Random word emails

What’s with all these spam emails I keep getting that are full of random words? How does it profit anyone to send me that? The best thing I can think of is that it’s designed to poison anti-spam measures so I get annoyed and turn them off, but that seems like a bit of a weak justification…

7 Responses to “Random word emails”

  1. They’re designed to get past a specific type of spam filter that work by statistical analysis of words that spammers typically use.
    By throwing in some non-spam words they hope to fool the filter into thinking it’s not spam.
    It doesn’t work with the latest round of filters though.
    See http://www.paulgraham.com/spam.html

    Darren
  2. It’s not that, these are just random words, no sales attached.
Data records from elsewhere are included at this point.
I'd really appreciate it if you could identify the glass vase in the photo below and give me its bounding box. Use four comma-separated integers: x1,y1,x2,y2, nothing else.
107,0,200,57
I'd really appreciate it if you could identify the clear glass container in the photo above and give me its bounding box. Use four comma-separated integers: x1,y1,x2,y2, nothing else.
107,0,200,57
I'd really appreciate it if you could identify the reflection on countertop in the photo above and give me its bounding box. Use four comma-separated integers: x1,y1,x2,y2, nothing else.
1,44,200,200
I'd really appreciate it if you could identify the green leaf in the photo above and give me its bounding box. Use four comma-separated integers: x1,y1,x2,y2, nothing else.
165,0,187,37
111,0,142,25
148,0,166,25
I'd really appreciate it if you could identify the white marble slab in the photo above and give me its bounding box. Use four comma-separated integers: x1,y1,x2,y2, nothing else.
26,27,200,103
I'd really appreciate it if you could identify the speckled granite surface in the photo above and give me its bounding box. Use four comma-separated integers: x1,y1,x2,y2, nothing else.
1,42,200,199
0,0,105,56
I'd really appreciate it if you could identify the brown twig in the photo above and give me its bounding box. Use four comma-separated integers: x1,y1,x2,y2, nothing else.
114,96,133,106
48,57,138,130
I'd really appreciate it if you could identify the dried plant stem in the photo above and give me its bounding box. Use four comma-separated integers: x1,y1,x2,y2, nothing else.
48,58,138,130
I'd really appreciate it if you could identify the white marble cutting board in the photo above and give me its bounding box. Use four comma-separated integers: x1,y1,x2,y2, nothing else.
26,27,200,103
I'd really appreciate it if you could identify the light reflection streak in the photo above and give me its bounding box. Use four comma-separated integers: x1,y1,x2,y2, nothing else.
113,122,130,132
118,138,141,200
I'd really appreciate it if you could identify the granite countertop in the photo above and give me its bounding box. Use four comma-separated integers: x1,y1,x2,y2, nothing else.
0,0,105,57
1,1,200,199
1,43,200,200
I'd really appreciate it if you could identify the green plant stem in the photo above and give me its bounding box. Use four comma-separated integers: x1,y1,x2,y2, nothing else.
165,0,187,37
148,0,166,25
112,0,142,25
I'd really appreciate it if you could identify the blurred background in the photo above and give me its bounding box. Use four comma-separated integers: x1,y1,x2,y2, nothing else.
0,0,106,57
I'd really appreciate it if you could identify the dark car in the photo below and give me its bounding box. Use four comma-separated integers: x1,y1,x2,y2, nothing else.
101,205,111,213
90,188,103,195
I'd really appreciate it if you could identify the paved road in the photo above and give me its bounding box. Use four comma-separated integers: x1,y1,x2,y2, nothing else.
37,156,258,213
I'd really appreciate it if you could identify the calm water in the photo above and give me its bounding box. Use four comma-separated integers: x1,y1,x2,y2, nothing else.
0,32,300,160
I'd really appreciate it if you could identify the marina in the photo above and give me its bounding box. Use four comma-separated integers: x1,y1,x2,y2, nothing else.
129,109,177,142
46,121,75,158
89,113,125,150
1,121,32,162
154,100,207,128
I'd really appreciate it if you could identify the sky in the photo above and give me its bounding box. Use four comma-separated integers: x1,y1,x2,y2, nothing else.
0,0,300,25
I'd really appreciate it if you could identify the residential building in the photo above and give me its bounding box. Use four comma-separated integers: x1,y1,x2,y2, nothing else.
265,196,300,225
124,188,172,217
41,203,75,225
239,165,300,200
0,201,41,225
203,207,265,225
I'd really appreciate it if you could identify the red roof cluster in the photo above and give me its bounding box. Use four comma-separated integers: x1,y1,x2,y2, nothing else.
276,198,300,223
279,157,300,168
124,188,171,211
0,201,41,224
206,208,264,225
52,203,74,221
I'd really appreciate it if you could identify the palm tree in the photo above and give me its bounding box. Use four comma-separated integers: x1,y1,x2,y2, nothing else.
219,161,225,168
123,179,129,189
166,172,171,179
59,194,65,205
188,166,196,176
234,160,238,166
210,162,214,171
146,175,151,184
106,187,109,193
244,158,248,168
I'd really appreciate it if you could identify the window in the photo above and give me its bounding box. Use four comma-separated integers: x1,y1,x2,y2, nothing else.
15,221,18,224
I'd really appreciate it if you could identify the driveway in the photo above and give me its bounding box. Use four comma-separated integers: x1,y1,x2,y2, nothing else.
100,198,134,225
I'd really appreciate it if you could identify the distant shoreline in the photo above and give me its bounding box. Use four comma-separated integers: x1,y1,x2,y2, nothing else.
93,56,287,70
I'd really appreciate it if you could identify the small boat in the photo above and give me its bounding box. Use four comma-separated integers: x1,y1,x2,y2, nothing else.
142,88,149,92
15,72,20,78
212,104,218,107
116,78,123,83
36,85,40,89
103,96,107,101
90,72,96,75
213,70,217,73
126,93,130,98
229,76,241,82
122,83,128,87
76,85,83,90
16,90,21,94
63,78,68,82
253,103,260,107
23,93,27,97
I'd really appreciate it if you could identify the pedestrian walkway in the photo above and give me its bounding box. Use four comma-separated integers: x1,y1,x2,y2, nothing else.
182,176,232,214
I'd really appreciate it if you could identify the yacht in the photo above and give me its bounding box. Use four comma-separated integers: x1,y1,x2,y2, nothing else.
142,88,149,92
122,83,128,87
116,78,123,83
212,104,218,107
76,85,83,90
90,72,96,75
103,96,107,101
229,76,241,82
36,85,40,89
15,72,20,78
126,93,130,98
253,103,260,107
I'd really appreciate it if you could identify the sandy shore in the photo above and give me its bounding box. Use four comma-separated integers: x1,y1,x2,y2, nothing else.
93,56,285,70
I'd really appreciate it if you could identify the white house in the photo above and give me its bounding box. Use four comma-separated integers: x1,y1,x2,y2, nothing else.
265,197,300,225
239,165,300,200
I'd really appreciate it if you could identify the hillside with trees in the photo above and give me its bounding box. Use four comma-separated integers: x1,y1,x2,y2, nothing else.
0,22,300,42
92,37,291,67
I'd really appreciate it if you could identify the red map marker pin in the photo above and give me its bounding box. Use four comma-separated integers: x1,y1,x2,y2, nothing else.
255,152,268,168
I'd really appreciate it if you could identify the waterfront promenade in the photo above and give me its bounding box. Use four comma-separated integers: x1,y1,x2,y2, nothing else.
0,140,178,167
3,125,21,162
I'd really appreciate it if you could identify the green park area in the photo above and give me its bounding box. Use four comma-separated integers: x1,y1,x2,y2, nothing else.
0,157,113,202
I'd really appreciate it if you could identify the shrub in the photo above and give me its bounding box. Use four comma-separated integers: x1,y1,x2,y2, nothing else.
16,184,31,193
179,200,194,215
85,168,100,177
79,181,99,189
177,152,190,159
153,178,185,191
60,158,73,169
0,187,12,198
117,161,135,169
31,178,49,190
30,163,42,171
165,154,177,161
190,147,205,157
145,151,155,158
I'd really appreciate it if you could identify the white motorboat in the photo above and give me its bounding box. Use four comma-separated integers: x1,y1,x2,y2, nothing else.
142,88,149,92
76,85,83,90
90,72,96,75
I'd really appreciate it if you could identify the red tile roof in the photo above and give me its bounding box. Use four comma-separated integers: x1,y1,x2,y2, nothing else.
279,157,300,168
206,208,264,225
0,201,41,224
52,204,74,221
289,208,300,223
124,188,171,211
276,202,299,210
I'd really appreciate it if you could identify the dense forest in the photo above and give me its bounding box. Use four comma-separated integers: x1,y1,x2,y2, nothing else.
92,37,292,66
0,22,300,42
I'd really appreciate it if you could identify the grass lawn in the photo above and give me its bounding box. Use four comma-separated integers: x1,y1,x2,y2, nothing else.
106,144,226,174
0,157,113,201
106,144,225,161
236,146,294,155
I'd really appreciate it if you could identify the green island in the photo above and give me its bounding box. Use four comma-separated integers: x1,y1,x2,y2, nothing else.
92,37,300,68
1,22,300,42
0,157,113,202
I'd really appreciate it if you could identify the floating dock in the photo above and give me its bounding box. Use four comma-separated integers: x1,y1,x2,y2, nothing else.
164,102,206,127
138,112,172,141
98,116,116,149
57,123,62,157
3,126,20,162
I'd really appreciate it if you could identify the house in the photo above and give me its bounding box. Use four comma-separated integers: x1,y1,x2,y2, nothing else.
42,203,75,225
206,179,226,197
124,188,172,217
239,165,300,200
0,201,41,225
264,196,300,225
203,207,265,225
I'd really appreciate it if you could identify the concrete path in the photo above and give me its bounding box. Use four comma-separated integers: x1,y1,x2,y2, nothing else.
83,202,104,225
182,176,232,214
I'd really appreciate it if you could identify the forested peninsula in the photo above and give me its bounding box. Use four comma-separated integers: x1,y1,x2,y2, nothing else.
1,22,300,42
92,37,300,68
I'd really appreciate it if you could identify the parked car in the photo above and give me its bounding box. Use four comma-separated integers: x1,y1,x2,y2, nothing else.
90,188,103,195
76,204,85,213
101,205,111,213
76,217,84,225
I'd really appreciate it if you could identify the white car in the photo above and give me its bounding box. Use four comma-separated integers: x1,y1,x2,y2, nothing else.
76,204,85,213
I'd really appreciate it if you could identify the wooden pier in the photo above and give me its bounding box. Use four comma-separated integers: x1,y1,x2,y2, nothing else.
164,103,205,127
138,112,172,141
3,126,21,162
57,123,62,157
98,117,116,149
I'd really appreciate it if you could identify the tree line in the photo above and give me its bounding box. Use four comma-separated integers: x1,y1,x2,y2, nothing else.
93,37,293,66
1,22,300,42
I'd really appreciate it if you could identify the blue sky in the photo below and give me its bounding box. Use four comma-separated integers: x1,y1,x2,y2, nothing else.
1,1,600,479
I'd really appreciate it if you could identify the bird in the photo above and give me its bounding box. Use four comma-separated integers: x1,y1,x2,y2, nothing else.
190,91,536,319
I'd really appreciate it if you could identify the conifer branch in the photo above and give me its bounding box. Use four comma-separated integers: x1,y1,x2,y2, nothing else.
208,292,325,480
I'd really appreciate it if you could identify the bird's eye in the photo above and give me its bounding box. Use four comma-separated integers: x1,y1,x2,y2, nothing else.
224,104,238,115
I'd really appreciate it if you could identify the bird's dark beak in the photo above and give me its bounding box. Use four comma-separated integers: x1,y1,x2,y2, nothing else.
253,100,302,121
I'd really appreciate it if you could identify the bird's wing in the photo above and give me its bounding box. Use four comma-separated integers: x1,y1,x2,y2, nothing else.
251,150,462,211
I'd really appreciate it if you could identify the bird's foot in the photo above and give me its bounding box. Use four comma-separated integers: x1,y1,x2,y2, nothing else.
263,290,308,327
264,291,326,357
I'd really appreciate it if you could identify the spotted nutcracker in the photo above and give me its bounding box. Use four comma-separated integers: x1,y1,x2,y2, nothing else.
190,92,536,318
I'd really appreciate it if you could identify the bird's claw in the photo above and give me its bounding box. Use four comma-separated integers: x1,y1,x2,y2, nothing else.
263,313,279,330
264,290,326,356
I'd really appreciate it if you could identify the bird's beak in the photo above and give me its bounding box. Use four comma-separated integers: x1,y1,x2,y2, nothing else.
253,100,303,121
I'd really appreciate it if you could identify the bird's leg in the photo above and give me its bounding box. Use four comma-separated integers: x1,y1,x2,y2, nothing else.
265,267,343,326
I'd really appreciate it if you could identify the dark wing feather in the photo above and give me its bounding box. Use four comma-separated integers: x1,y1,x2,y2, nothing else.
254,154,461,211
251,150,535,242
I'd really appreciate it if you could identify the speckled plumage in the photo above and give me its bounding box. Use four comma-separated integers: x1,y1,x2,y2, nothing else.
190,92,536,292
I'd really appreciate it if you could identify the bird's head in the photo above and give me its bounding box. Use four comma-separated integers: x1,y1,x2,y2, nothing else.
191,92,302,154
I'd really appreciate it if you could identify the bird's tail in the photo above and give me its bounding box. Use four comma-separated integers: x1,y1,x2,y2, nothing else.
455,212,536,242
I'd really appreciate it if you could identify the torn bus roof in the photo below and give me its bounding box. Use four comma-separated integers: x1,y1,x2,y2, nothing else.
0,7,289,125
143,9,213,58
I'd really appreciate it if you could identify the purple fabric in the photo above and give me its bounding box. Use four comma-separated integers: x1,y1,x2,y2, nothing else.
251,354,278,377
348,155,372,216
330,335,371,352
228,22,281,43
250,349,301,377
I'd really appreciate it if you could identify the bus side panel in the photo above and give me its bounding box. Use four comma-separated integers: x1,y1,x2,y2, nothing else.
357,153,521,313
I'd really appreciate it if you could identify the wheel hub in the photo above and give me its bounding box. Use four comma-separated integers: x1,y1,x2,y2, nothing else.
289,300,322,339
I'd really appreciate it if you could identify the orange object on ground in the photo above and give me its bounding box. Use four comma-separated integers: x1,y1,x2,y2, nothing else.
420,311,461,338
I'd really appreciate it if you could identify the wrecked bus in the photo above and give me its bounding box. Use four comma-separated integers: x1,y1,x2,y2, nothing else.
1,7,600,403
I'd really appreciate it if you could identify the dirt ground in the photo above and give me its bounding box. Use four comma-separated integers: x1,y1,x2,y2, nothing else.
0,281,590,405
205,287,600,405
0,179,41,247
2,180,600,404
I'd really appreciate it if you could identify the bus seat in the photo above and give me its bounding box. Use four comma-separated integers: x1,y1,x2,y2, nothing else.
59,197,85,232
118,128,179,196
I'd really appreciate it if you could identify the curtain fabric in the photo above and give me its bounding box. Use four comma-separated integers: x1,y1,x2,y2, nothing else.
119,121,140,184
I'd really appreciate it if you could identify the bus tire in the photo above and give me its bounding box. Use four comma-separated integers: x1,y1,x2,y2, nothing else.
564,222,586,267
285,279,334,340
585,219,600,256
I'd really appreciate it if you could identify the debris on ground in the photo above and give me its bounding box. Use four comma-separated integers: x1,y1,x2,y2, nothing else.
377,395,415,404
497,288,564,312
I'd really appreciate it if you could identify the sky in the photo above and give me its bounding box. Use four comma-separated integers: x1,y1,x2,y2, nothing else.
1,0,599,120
    In all the ones I’ve had, the reason I don’t see anything beyond the random words is that I’m ignoring the HTML portion of the post, if you look at the raw code of the page (Assuming Thunderbird, that’s view source. I’ve no idea what you use though) and all the sales stuff is in the HTML

    Aquarion
  3. Oh, they’re HTML, are they? Mutt hides all that from me :) I thought they were just random words and no other content at all. Must check that.

    sil
  4. Hehe I was thinking the same thing about these spam emails I’m getting which seem to be nothing but random words and passages… but then I turned on image loading, and it turns out the spam was trying to sell something after-all (and getting past my filters successfully, I’m sad to say)

    Chris Burkhardt
  5. If your mail reader lets you, switch the view to ‘raw message’ and you’ll see all the garbage that got scraped off before you saw the random words.  You’ll also see a lot more words.

    Nice to know that the SPAM filters are working.

    Upbeatdad
  6. I get these too. But I see no advertising of any nature, In the message or the HTML.

    Here is the HTML for one message I got today. Just random words except that they all start with the letter a,b,c or d.

    Any ideas ??

    collimate alexandre, chili database bank, allowance confusion. dilution castle biracial audiovisual
    conceit criterion being. denotative cerulean deer bled averred died bartholomew denmark
    d’oeuvre aberrant accost chao. benthic acuity binocular bluebush approval birch camera

    Dave
  7. I think the objective of the spammer is obtaining working e-mail addresses from random ones. Imagine, if 1 000 000 mails are sent and 1% of them generate automatic replys (out-of-office, for example), he will have 10 000 working e-mail addresses to use in the future in commercial spam. The message itself means nothing, it’s just a bunch of random words taken from a diccionary (a,b,c,d, like you said, remember?).